My Top 5 Back To School Nutrition Tips
Soon students will be going back to school and the summer break will be all but a blur. Staying healthy during the school semester is a critical part of your academic success.
So here are my top 5 nutrition tips for going back to school:
- 1. Plan ahead: the start of the school is a busy time of the year that marks the beginning of a new routine. Begin by identifying some nutritious food preferences from which you can create easy to prepare meals.
- 2. Make friends with fruits & Veggies: All choices are great. By fresh fruits that are in season or for convenience, you may wish to keep some canned, frozen and fresh fruits on hand. When buying canned fruit such as peaches or pears, be sure to buy the sort that is canned in its own juice. Pack vegetables such as carrots, sliced peppers, tomatoes and cucumbers into a zip lock bag for convenience.

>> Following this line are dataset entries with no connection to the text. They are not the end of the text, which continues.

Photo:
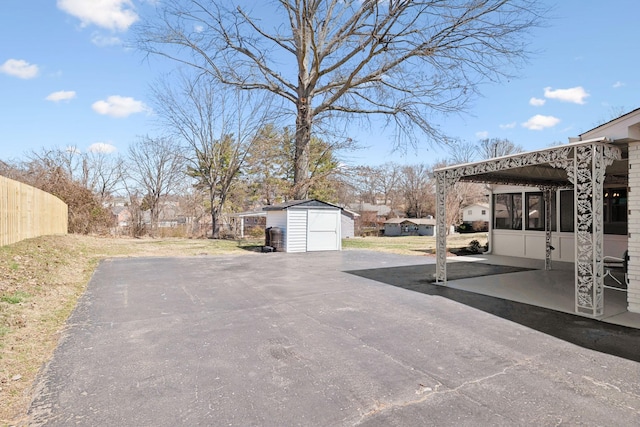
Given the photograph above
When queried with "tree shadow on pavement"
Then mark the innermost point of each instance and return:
(589, 333)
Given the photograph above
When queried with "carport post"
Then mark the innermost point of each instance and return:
(441, 227)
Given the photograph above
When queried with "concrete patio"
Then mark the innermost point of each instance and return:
(553, 289)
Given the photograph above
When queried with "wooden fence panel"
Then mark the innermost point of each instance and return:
(27, 212)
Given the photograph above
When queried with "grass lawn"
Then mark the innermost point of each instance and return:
(41, 280)
(411, 245)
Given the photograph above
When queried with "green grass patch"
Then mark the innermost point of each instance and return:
(15, 298)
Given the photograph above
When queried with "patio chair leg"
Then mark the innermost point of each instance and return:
(608, 273)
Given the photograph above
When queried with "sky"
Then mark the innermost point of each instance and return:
(70, 78)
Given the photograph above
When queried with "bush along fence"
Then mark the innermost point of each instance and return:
(27, 212)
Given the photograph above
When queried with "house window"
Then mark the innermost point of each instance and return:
(566, 211)
(507, 210)
(536, 211)
(614, 211)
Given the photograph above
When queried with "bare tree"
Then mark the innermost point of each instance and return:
(102, 173)
(156, 165)
(219, 126)
(403, 60)
(462, 152)
(389, 179)
(418, 190)
(497, 147)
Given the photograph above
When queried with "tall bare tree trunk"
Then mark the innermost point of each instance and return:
(303, 141)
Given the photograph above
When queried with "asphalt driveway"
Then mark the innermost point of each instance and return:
(293, 339)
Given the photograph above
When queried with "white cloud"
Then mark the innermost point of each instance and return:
(119, 106)
(575, 94)
(537, 102)
(19, 68)
(116, 15)
(540, 122)
(61, 95)
(72, 149)
(101, 147)
(102, 41)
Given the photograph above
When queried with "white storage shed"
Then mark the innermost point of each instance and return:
(307, 225)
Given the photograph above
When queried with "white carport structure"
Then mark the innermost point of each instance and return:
(579, 165)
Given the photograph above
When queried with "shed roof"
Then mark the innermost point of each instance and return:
(415, 221)
(301, 204)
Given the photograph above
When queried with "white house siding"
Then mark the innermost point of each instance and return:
(297, 230)
(633, 204)
(531, 243)
(346, 226)
(392, 229)
(426, 230)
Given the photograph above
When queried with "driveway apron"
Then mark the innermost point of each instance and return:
(294, 339)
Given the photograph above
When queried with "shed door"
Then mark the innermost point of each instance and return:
(323, 230)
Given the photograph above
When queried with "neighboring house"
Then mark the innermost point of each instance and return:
(122, 215)
(476, 212)
(476, 217)
(577, 202)
(410, 227)
(348, 220)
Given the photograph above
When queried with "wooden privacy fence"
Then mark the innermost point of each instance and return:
(27, 212)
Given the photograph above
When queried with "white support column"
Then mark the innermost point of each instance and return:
(590, 165)
(441, 227)
(633, 222)
(548, 194)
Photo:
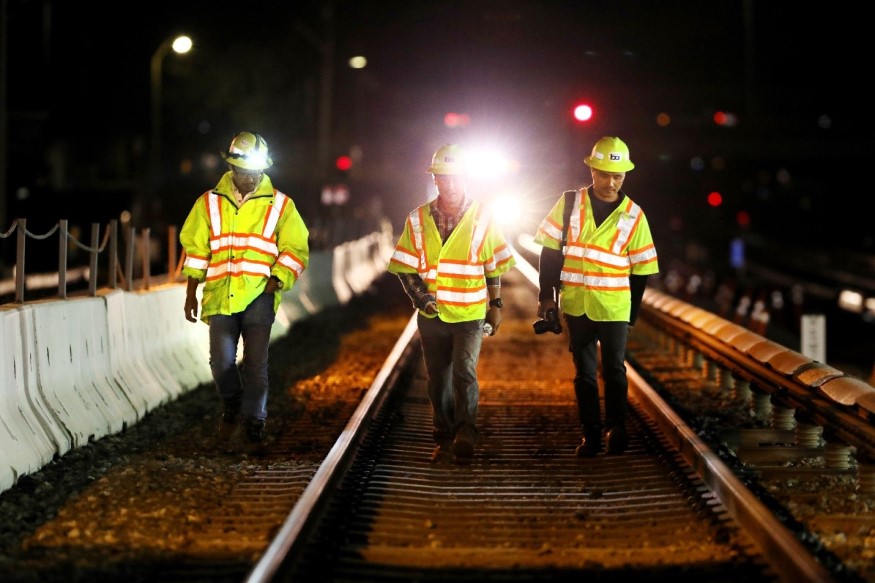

3. Make Health Bones: Between the ages of 16 to 16 we mineralize our skeletal structure so make sure you get a good dose of calcium rich foods each day. The recommended levels are 1800 mg to 2000 mg depending on your height. The most readily available source of calcium from food is daily so try choosing skim, or 1% as well as yogurt, and low fat cheeses such as cottage cheese.
4. Bring on the Fiber: Choose foods that increase your insoluble fiber intake. Think of foods that start with the letter “P” such as pineapple, papaya, pears, plums and you will be sure to be getting a good dose of fiber. Also consider eating whole grain breads, low fat granola and fiber rich cereals. Your daily recommended intake of fiber needs to be between 20 to 30 grams per day.
5. Pack in the Perfect Protein: Include a protein for breakfast, lunch and dinner and for snacks to make sure you are getting enough. Remember that you can get protein not only from animal sources (lean chicken, fish and meat), but also from legumes (lentils, black beans, chick peas) and nuts (peanuts, almonds, cashews).